Washington Post Reveals How Armenian Immigrant Made Millions Fixing Tennis Matches

The Washington Post has published a two-part article focusing on Grigor Sargsyan, known as the “Maestro”, who amassed millions by fixing tennis matches throughout the world.

The article (THE MAESTRO: The man who built the biggest match-fixing ring in tennis) written by Kevin Sieff, exposes how Sargsyan, whose family immigrated to Belgium from Armenia in 1999, had penetrated the $50 billion tennis gambling industry and had built a roster of over 180 professional players across five continents.

Sargsyan then paid them more to lose matches, or parts of matches, than they could make by winning tournaments.

Grigor Sargsyan was born in 1990 in Armavir. His parents cleaned houses and worked in construction in Brussels. They lived in Saint-Josse, the city’s poorest neighborhood and an arrival point for migrants from around the world.

Sieff weaves a fascinating tale of how Belgian investigators first got win of Sargsyan and his Armenian cohorts and had their telephones bugged.
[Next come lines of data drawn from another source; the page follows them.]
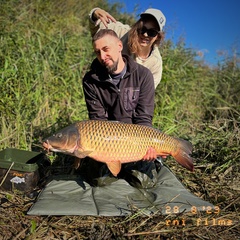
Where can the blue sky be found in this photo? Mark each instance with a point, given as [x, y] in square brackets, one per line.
[208, 26]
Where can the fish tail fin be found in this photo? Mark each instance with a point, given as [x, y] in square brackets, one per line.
[182, 155]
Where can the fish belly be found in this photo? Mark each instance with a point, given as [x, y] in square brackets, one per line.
[112, 141]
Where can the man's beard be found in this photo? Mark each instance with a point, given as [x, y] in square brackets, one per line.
[113, 68]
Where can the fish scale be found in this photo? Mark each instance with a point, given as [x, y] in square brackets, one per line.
[115, 143]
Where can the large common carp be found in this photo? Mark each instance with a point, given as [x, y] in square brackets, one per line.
[115, 143]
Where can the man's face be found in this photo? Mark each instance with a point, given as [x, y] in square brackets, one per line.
[108, 50]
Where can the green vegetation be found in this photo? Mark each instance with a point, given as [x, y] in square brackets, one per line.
[45, 52]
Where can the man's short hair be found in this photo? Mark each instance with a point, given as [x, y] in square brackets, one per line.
[103, 32]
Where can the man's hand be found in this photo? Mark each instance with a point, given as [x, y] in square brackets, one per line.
[103, 16]
[151, 155]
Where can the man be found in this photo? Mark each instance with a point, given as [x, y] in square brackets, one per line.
[117, 88]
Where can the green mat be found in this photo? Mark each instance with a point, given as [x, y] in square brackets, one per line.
[76, 197]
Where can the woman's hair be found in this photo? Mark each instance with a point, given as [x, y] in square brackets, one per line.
[133, 36]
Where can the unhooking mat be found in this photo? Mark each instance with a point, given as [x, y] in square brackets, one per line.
[76, 197]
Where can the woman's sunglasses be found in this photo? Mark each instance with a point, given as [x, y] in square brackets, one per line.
[150, 32]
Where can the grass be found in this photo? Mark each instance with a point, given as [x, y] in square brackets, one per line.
[45, 52]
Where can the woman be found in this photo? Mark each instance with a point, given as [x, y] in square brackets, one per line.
[141, 41]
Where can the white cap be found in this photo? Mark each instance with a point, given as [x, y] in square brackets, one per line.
[158, 15]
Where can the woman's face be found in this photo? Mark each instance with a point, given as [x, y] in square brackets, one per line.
[148, 34]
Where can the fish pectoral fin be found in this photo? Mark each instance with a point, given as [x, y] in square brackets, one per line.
[114, 167]
[82, 154]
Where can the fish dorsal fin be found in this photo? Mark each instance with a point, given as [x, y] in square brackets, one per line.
[80, 154]
[114, 167]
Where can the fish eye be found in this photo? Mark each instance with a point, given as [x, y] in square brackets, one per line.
[59, 135]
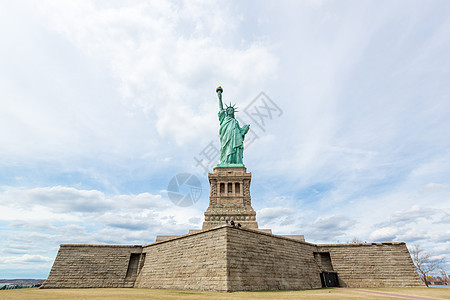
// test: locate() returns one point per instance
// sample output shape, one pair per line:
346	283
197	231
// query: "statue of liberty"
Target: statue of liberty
231	135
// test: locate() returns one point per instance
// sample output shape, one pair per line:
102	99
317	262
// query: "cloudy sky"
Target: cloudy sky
103	102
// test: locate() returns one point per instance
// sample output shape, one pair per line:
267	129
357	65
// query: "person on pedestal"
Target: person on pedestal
231	135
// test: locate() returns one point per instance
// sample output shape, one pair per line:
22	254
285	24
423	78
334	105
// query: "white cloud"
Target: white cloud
26	258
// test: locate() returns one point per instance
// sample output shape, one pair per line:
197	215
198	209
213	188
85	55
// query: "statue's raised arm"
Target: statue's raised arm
231	135
219	92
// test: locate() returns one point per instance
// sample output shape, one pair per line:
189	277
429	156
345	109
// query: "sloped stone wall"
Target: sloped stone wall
191	262
372	265
91	266
259	261
231	259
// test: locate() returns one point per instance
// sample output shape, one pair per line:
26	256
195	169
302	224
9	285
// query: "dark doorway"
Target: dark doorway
329	279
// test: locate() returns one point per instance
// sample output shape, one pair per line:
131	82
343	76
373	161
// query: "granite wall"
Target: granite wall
192	262
231	259
259	261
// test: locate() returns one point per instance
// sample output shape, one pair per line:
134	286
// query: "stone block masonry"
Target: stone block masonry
260	261
196	261
372	265
92	266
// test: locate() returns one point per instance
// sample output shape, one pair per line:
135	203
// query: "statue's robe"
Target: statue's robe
231	139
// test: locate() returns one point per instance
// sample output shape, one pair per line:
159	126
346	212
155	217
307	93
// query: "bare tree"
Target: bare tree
424	263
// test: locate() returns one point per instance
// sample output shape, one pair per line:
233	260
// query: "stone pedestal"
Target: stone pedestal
230	198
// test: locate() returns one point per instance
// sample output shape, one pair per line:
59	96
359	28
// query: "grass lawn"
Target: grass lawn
329	293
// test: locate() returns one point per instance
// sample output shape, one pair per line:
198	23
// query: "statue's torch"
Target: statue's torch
219	92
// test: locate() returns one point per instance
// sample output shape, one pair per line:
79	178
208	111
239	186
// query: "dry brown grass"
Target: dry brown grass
48	294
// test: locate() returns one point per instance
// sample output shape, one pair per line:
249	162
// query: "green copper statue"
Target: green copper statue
231	135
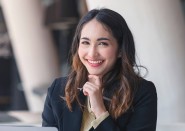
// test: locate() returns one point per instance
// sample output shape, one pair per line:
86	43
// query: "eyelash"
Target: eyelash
85	42
101	43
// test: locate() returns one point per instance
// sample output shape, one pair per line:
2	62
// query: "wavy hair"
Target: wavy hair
123	77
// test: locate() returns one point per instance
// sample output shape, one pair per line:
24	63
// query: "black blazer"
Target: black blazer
141	117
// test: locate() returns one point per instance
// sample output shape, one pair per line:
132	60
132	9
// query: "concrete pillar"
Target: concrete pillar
158	27
33	47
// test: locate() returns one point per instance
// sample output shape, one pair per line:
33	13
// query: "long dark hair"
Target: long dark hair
123	77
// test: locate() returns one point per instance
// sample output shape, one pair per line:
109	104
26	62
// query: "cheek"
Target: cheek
80	53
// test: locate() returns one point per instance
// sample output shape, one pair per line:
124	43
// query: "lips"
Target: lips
95	63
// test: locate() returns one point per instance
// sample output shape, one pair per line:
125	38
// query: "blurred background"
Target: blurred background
36	35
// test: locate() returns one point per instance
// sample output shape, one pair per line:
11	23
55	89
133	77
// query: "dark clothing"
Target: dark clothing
141	117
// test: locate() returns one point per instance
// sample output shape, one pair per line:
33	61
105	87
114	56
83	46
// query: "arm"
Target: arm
144	116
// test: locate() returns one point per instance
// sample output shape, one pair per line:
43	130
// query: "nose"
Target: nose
93	52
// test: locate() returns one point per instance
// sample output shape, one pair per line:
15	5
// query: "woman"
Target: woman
104	91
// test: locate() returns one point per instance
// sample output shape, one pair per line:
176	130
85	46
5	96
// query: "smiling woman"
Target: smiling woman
102	92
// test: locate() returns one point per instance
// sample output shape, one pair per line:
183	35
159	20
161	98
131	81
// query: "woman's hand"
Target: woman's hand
92	88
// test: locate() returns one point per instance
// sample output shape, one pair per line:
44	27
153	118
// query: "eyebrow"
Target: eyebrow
99	39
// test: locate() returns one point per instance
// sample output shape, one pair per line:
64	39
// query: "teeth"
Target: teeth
95	62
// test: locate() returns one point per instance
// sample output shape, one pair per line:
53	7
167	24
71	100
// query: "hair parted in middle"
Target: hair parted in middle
122	77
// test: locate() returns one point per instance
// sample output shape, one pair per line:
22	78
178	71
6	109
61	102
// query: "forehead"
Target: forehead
96	29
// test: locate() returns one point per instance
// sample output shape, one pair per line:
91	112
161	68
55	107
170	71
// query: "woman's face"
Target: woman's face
98	49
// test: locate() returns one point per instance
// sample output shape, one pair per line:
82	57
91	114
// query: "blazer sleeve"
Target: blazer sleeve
48	118
143	117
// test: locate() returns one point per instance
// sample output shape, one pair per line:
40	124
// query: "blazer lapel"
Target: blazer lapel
72	120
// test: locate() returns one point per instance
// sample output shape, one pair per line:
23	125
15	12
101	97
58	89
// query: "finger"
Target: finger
88	88
94	79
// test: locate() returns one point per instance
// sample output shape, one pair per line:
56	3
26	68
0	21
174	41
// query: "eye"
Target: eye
84	42
103	44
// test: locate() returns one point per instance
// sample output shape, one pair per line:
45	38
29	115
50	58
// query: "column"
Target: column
35	53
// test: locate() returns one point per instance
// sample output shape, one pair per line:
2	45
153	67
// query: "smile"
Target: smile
95	63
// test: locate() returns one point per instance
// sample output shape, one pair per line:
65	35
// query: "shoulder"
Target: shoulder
57	87
145	93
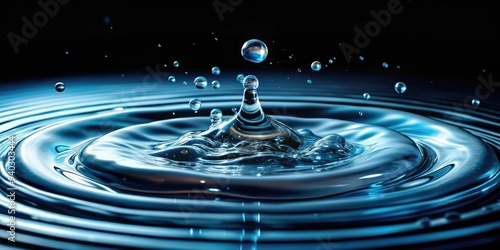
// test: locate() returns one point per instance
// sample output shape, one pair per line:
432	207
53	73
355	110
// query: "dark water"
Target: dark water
100	166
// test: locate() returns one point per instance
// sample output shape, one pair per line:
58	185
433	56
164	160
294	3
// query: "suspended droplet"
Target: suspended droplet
475	102
215	116
240	78
195	104
424	222
215	84
254	50
400	87
316	65
452	216
200	82
250	82
215	71
60	87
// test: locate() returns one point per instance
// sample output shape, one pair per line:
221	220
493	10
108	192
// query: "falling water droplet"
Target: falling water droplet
215	116
60	87
400	87
200	82
215	71
475	102
215	84
250	82
240	78
195	104
452	216
424	222
254	50
316	65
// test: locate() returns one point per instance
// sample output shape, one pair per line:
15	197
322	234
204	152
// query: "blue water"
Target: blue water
101	166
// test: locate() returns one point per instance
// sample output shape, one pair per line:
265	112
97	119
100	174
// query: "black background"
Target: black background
426	38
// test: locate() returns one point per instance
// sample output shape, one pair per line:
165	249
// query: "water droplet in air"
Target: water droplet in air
215	71
475	102
60	87
254	50
316	65
200	82
250	82
215	116
451	216
195	104
424	222
215	84
240	78
400	87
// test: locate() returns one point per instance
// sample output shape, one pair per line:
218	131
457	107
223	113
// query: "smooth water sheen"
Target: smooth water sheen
124	168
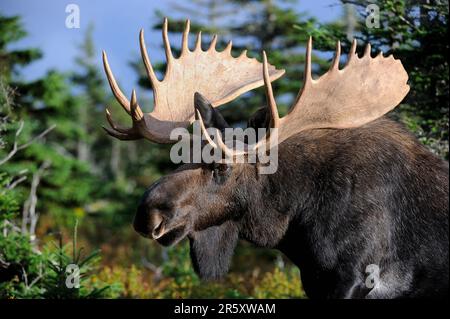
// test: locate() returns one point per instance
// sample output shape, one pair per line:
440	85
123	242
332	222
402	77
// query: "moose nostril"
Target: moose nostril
157	222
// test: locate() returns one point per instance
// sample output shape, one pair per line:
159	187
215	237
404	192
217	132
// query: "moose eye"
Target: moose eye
220	171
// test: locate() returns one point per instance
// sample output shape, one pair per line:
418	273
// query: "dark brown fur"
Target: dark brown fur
339	201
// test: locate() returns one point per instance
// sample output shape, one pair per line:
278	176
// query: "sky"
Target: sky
117	24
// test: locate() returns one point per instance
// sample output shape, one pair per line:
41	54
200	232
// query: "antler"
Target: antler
364	90
219	76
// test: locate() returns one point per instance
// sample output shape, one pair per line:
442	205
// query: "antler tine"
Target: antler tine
114	87
204	131
243	54
228	47
274	118
148	66
167	48
185	39
212	47
367	50
337	57
352	52
198	42
308	77
136	111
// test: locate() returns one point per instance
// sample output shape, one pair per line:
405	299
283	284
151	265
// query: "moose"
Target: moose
353	188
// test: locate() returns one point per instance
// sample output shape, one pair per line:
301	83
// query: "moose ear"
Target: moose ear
212	249
260	119
211	117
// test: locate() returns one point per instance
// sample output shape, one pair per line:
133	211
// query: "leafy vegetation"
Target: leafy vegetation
57	167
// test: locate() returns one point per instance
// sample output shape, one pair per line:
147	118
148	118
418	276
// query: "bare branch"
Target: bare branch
16	148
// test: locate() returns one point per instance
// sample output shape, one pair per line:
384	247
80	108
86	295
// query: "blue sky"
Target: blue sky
117	24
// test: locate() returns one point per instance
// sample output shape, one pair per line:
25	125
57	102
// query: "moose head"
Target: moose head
215	204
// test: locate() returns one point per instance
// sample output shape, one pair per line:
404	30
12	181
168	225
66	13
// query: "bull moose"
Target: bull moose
353	188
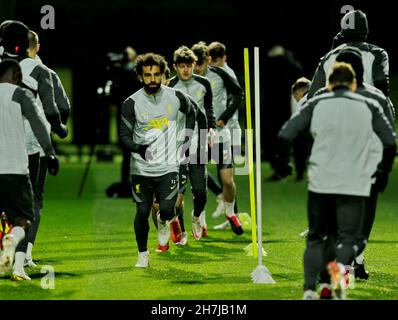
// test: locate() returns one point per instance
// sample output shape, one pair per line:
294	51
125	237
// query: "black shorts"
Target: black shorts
197	173
183	178
16	197
164	187
221	154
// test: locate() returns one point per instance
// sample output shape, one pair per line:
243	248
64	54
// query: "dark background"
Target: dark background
86	30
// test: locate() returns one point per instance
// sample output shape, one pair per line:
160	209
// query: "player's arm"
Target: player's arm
380	71
386	134
46	94
318	80
188	109
61	99
289	131
234	92
30	111
126	133
208	103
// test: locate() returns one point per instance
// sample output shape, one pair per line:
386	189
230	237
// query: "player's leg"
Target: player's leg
369	217
198	177
166	193
142	192
38	190
17	201
320	211
350	211
225	168
20	254
177	225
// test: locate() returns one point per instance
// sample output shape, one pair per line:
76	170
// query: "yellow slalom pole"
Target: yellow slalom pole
250	151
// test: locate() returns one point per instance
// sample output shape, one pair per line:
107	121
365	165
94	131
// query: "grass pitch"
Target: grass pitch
90	244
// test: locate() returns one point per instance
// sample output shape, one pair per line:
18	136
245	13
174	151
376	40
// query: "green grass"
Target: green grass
91	245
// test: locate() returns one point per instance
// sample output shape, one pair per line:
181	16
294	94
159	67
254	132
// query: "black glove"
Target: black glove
52	165
381	180
62	132
284	171
144	152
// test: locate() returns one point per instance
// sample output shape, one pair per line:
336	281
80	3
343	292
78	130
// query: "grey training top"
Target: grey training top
342	124
152	120
17	104
375	65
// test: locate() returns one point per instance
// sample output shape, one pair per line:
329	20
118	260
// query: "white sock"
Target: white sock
19	261
18	233
229	208
29	251
360	258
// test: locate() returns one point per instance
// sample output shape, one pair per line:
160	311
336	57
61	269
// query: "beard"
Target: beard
152	87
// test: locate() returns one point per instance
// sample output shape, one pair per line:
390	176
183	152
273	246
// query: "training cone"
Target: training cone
245	220
249	250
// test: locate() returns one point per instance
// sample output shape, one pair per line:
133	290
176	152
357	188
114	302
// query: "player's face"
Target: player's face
298	94
200	69
218	62
151	78
184	70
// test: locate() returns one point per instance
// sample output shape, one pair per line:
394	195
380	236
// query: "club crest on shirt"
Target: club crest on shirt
158	124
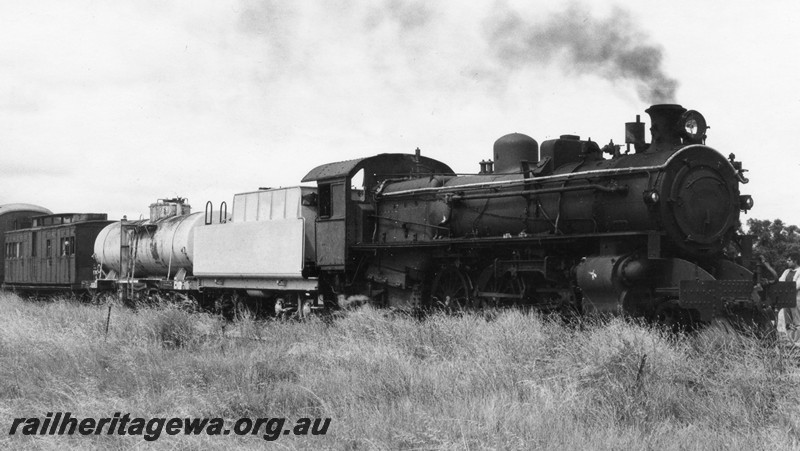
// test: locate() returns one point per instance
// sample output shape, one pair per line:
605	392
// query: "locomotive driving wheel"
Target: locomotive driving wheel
451	289
500	289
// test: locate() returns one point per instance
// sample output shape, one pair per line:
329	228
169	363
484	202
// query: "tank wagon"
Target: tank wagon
263	251
565	226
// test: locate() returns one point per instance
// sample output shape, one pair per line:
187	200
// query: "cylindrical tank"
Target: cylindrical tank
159	248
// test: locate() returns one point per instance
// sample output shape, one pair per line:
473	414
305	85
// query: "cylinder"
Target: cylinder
159	248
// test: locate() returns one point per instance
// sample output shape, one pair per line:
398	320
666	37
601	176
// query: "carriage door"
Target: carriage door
332	225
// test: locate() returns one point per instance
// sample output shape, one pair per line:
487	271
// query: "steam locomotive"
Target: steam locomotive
556	227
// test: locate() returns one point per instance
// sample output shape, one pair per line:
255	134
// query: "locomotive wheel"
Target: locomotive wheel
506	288
451	290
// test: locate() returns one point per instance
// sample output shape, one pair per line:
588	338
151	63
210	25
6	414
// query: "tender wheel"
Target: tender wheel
451	290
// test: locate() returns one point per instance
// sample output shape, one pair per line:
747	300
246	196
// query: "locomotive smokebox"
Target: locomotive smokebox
664	120
512	149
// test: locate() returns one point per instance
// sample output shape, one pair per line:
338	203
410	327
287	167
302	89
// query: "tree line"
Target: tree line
774	240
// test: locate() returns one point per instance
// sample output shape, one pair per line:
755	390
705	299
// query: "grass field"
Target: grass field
514	381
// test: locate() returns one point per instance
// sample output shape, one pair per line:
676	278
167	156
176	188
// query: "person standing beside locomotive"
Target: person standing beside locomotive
789	318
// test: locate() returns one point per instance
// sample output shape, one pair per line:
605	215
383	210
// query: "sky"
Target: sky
108	106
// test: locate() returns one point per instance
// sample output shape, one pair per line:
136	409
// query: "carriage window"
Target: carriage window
68	246
337	197
12	250
325	201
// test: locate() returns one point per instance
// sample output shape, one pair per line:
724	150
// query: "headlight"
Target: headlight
651	197
693	127
746	202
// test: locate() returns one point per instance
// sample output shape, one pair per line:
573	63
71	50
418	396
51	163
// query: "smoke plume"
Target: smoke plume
614	48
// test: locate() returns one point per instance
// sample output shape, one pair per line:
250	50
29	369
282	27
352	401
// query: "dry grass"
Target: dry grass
515	382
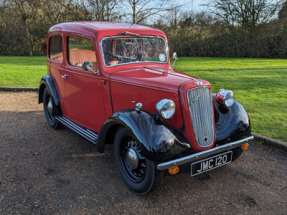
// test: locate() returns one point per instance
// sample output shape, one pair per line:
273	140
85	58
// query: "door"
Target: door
83	89
56	64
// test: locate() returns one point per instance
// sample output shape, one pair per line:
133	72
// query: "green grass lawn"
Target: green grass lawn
260	85
22	71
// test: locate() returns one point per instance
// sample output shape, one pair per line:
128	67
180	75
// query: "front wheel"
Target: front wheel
139	173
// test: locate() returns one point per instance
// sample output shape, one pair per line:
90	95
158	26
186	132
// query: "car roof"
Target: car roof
101	29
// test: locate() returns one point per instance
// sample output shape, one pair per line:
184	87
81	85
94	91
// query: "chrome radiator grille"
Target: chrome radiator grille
201	114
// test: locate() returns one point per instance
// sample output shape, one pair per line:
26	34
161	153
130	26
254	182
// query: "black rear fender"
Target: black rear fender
47	81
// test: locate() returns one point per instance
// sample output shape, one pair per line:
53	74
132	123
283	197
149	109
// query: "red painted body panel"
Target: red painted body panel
89	99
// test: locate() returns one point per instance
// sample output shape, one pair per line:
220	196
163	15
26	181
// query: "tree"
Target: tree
283	12
142	9
248	14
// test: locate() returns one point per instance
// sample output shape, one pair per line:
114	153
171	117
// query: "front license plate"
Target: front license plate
210	163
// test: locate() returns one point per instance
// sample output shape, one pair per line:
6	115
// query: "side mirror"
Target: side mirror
87	65
174	57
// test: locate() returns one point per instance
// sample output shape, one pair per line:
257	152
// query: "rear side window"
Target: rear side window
56	48
80	50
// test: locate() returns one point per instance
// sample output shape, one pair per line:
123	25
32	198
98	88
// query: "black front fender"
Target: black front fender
158	141
47	81
232	123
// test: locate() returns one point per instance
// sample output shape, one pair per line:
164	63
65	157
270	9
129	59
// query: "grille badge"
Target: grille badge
195	99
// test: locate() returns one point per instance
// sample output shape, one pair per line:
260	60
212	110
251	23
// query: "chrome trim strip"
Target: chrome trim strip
87	134
203	154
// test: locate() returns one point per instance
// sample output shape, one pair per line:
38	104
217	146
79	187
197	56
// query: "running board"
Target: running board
86	133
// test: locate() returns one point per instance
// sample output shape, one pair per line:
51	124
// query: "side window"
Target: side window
56	48
80	50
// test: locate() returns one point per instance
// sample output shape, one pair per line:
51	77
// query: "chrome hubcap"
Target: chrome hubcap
50	106
132	158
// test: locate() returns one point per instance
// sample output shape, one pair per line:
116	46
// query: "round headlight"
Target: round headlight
225	97
165	108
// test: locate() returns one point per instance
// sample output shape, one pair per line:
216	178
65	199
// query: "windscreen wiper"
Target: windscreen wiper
130	33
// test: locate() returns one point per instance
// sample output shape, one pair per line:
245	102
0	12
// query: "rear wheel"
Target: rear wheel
49	106
139	173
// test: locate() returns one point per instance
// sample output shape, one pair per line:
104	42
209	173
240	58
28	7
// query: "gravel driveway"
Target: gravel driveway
43	171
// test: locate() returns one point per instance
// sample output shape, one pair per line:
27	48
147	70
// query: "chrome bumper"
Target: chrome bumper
203	154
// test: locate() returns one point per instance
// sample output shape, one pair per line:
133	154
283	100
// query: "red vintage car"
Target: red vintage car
113	83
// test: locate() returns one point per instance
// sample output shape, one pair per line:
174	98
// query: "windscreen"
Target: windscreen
117	51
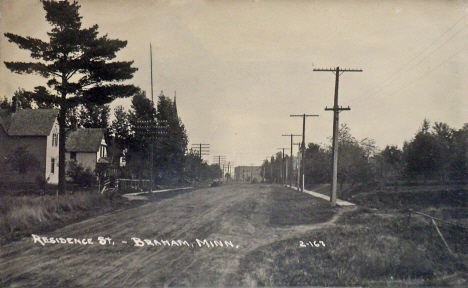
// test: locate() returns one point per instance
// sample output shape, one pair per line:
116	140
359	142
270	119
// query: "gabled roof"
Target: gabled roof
28	122
84	140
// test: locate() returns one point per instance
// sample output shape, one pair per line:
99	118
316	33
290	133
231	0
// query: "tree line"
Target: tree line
82	78
435	153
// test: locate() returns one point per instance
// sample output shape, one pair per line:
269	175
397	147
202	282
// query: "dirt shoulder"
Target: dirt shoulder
193	239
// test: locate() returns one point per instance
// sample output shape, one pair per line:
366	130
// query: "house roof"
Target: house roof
28	122
84	140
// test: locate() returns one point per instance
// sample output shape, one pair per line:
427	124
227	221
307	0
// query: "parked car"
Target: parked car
216	183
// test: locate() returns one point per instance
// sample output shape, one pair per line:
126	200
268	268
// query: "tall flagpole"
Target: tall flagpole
152	104
151	59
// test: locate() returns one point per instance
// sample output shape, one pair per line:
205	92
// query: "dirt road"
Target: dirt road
193	239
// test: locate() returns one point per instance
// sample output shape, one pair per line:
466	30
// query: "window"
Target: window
52	165
102	151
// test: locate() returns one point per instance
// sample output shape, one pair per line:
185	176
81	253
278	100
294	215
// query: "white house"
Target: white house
36	131
86	147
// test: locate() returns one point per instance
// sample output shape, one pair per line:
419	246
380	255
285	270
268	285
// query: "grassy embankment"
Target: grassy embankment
376	244
22	215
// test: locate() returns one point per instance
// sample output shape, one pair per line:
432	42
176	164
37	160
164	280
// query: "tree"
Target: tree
139	141
318	169
76	62
26	100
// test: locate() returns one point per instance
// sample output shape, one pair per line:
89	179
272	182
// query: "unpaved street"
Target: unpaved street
238	217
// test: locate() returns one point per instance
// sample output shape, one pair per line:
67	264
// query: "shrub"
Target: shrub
80	176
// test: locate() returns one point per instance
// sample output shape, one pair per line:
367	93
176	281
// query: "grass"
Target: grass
296	208
23	215
370	246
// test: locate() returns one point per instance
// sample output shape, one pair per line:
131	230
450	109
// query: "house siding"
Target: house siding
34	144
52	152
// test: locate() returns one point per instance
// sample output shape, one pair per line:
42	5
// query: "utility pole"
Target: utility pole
203	149
336	121
303	147
219	157
251	173
291	158
149	131
283	172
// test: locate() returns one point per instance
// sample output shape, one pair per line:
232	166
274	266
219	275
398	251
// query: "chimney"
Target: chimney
14	104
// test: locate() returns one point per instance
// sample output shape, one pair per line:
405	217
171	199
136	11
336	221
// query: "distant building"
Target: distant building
248	173
37	131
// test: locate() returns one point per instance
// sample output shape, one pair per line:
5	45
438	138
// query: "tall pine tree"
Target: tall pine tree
76	63
171	156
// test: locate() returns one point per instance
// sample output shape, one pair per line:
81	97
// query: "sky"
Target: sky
241	68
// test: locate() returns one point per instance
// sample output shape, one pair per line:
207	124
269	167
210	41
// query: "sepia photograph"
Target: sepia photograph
233	143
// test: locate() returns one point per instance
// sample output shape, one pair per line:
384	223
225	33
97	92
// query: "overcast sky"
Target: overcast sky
240	68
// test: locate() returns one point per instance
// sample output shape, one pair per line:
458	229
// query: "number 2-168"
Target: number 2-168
312	244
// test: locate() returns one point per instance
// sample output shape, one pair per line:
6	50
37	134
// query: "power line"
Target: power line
336	112
303	146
Sargsyan’s lucrative game fixing ended in June 2018 when a Belgian SWAT team raided his house.

“Sargsyan lunged for his phones, but the officers got to them first. They put him in handcuffs and listed the charges against him: money laundering and fraud,” Sieff writes.

As investigators got closer to arresting him, they concluded that Sargsyan was working on behalf of a transnational criminal syndicate based in Armenia. 

He was sending millions of dollars to a man in the country’s capital, Yerevan.